If you see a taco truck to your left and Giovanna's to your right, then you're on the right track. The gallery is in a free-standing structure with the front door several yards from the sidewalk. It kind of looks like it used to be the garage to a now long gone house.

Gallery hours are on Saturdays from 2:00 to 7:00 p.m. Opening receptions are typically on Fridays from 7:00 to 10:00 p.m., though openings on other days of the week have been known to happen.

In the same June 18, 2018 e-mail announcing the Andrew D. Olivo exhibit, What Pipeline announced "new summer hours": Thursdays through Saturdays from 1:00 p.m. to 6:00 p.m.

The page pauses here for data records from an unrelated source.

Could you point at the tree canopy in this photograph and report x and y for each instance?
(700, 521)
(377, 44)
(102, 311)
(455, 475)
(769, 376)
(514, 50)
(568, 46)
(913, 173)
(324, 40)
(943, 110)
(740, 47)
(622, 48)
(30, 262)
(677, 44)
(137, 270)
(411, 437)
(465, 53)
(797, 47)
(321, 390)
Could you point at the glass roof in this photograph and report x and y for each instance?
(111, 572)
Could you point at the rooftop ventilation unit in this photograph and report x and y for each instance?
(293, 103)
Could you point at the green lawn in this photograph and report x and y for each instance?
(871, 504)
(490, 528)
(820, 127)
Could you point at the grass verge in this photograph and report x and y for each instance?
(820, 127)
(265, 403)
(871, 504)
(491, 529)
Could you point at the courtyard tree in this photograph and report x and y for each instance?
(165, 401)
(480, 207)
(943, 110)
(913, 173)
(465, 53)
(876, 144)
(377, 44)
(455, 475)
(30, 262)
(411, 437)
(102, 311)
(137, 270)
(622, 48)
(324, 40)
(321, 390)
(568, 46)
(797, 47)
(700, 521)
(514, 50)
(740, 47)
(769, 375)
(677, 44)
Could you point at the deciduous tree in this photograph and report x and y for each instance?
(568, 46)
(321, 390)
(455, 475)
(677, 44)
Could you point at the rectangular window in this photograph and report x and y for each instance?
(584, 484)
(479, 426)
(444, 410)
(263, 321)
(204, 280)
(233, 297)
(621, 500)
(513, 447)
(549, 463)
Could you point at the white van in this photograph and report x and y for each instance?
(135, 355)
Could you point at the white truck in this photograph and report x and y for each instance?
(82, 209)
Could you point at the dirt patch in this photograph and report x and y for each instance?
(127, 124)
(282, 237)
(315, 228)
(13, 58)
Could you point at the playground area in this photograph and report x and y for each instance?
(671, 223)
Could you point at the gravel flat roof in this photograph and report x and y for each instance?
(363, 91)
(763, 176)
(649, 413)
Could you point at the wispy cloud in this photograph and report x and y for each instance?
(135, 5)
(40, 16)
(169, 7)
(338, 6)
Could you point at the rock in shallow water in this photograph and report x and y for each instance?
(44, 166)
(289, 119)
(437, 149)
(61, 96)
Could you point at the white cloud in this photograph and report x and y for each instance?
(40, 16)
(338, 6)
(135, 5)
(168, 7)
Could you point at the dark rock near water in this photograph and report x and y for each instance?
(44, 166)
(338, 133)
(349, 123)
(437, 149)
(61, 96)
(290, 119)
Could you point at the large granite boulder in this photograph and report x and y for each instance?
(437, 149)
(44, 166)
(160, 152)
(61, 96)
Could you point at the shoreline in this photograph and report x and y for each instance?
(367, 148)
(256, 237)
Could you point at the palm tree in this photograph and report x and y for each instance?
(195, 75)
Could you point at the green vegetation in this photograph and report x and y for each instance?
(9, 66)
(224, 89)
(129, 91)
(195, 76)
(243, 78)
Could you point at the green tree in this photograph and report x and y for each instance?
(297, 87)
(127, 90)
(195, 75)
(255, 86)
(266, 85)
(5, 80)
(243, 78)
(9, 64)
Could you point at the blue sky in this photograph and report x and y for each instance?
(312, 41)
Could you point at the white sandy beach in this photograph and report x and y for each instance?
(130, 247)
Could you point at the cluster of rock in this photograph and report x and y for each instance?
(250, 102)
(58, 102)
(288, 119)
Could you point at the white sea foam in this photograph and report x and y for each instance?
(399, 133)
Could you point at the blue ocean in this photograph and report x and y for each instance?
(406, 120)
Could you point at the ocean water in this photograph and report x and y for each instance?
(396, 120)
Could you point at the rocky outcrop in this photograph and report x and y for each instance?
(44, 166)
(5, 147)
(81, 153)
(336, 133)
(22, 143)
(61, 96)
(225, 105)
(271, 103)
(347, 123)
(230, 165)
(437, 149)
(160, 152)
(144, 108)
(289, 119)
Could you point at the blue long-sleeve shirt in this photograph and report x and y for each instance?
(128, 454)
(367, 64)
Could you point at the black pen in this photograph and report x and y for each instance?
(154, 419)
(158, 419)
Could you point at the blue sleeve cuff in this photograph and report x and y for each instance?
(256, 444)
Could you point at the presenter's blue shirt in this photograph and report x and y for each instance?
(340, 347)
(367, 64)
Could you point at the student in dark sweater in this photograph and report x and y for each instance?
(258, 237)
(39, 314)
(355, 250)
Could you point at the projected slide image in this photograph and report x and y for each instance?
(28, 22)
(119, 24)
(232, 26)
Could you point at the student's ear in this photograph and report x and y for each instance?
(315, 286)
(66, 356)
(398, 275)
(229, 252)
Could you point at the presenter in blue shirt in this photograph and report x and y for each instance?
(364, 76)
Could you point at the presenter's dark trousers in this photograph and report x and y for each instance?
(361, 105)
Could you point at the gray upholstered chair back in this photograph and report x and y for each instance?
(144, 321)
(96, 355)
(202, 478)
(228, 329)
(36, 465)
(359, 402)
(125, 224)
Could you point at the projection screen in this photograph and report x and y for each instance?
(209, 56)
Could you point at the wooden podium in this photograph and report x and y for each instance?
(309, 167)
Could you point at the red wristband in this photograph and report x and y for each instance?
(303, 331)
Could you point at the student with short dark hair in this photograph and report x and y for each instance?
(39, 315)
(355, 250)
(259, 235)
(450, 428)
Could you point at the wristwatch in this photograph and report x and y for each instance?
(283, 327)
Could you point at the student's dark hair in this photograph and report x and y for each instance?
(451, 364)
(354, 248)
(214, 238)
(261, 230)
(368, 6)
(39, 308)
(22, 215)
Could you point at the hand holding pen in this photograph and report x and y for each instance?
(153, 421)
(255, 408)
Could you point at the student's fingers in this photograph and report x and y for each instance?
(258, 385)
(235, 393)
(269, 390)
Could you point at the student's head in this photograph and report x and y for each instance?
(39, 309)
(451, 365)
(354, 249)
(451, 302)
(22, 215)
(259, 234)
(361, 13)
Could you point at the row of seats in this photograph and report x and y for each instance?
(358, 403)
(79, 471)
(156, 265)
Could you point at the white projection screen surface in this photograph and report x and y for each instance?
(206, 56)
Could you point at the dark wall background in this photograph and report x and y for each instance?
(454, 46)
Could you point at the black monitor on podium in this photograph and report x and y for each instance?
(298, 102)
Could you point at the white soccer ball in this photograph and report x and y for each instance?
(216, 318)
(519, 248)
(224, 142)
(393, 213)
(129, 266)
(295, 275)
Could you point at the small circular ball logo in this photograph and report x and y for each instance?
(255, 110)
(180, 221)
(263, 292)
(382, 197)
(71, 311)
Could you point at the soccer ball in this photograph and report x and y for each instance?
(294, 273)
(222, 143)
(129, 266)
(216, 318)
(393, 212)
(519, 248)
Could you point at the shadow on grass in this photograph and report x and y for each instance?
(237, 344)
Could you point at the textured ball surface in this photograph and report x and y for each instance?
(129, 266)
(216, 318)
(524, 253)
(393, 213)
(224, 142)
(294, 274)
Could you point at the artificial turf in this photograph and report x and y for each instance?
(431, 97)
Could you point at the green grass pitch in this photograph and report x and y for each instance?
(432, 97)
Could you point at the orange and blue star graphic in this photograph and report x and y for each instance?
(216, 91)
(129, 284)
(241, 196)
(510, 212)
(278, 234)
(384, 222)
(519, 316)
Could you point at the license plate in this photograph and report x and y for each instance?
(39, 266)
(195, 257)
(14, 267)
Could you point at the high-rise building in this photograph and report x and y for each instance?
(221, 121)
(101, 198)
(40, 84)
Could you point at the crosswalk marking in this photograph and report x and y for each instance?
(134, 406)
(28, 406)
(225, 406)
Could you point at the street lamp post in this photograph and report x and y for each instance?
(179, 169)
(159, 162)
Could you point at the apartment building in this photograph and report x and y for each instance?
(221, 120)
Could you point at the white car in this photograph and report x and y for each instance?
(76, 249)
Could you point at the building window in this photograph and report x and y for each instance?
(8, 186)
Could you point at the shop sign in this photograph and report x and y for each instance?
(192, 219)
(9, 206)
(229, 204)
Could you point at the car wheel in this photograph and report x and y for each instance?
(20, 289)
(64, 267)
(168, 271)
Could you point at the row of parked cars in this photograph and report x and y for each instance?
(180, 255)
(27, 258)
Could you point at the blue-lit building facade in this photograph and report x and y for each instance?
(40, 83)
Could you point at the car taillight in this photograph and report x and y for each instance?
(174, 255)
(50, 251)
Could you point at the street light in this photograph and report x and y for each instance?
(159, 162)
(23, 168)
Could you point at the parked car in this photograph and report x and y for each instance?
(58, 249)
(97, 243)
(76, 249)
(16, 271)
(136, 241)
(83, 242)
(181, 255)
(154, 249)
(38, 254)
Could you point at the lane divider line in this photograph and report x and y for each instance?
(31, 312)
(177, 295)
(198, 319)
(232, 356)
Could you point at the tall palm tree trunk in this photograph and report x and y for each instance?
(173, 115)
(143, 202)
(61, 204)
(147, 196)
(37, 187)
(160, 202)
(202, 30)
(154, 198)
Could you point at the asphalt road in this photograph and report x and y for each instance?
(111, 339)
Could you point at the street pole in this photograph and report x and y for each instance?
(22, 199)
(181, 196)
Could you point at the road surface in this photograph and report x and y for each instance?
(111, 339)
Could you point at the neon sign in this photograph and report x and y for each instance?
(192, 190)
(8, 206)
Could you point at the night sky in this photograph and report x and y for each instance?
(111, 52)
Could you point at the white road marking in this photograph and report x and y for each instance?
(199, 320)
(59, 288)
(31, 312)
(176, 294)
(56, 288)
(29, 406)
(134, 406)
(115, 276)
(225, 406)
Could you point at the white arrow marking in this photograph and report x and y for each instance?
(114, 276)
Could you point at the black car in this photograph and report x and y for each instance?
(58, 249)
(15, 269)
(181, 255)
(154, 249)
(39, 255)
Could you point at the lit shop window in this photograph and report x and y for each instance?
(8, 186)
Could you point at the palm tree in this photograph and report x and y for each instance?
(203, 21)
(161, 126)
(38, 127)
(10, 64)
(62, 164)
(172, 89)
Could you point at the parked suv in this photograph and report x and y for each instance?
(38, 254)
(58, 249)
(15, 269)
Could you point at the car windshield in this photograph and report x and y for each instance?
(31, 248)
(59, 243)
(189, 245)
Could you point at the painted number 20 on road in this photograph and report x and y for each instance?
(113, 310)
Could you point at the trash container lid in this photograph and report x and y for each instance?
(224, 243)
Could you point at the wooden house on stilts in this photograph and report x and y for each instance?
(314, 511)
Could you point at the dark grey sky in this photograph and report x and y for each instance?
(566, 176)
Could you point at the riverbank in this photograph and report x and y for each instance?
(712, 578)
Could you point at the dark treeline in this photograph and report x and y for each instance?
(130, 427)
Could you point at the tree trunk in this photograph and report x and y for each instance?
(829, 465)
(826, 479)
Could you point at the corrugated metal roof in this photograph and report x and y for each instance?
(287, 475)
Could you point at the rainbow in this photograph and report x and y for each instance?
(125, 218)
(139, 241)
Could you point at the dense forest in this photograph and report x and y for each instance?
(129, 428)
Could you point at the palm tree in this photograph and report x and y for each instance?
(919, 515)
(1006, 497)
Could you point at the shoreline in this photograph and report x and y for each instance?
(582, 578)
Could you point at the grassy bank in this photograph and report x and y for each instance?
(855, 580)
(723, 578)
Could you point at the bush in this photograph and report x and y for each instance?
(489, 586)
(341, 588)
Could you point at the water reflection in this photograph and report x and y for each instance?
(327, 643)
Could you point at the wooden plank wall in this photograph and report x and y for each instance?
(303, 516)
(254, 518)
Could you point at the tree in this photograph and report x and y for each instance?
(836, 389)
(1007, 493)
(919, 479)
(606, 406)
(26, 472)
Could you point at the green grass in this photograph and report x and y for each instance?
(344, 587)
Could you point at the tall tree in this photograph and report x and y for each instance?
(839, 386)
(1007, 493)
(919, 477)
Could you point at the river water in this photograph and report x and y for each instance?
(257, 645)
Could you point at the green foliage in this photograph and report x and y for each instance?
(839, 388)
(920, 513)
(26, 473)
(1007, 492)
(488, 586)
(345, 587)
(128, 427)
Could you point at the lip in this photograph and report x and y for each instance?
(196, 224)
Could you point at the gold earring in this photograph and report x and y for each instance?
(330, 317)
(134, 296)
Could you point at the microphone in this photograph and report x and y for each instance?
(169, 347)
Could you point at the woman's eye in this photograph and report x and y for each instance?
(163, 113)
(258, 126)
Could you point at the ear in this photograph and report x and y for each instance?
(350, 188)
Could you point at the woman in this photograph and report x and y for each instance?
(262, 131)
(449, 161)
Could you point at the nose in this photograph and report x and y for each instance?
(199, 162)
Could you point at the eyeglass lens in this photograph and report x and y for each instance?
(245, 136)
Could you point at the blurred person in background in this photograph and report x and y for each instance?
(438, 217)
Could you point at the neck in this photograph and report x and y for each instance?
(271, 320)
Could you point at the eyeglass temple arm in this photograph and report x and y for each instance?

Named one of Detroit's best art galleries by Artspace (article linked below). Owned and directed by Daniel Sperry and Alivia Zivich, this is an aggressively avant-garde gallery with an emphasis on European artists.

While it is important to bring international artists to Detroit (and "international artists" ought to also mean artists from Asia, Africa and Latin America in addition to Europe), the focus of this website is on Michigan artists. We will try to keep you informed of What Pipeline's exhibitions in Detroit, but not with as much detail or urgency as with other Detroit galleries.

Upcoming exhibitions

Past exhibitions

Alivia with thinking water

Alivia Zivich, holding up a box of Flint water, listens to someone read the number of the winning ticket of the raffle at What Pipeline. "This is for thinking, not drink­ing," Zivich said of the water.

In collaboration with Kavita Schmidt, What Pipeline had an exhibit at Cave that started on January 21, 2017, and ran to February 18, 2017.

Andrew Kreps Gallery in New York hosted What Pipeline from June 29, 2017 to July 28, 2017 for an exhibit of artwork by Mary Ann Aitken and Dylan Spaysky.

History with the Knight Arts Challenge

Ever get that feeling?

From the June 2016 exhibition.

In 2014, What Pipeline "won" a $15,000 matching funds grant from the Knight Foundation to publish books by or about Detroit-based artists. What a lot of people don't understand about these grants, is that to get one red cent from Knight, a "winner" must first get a matching red cent from another source. But that can be very difficult when there is that headline out there saying you won all this money to do the project and yet you don't do anything right away, besides ask for more money.

At least an organization, even one as small as What Pipeline, is much better equipped than an individual to deal with all the work and headache of a matching funds grant. What Pipeline had, as of July 2015, published two books in the series. On August 29 and 30, 2015, from noon to 8:00 p.m., Nolan Simon painted portraits live at What Pipeline to raise more money for the publication project. People who got portraits painted include local artists James Collins and Greg Fadell.

In 2016, What Pipeline was selected for yet another Knight Arts Challenge matching funds grant, this time to bring an artist, Pope L., to Detroit. A Kickstarter project concluded with $5,803 over the pledge goal.

What Pipeline hosted "an evening with Pope.L in Flint" at MW Gallery in Flint on March 1, 2018.

From April 7, 2018 to May 12, 2018, What Pipeline screened Shakedown, a film by Leilah Weinraub. Then, from May 19 to June 23 of the same year, Park View / Paul Soto in Los Angeles hosted What Pipeline for a Bailey Scieszka exhibit.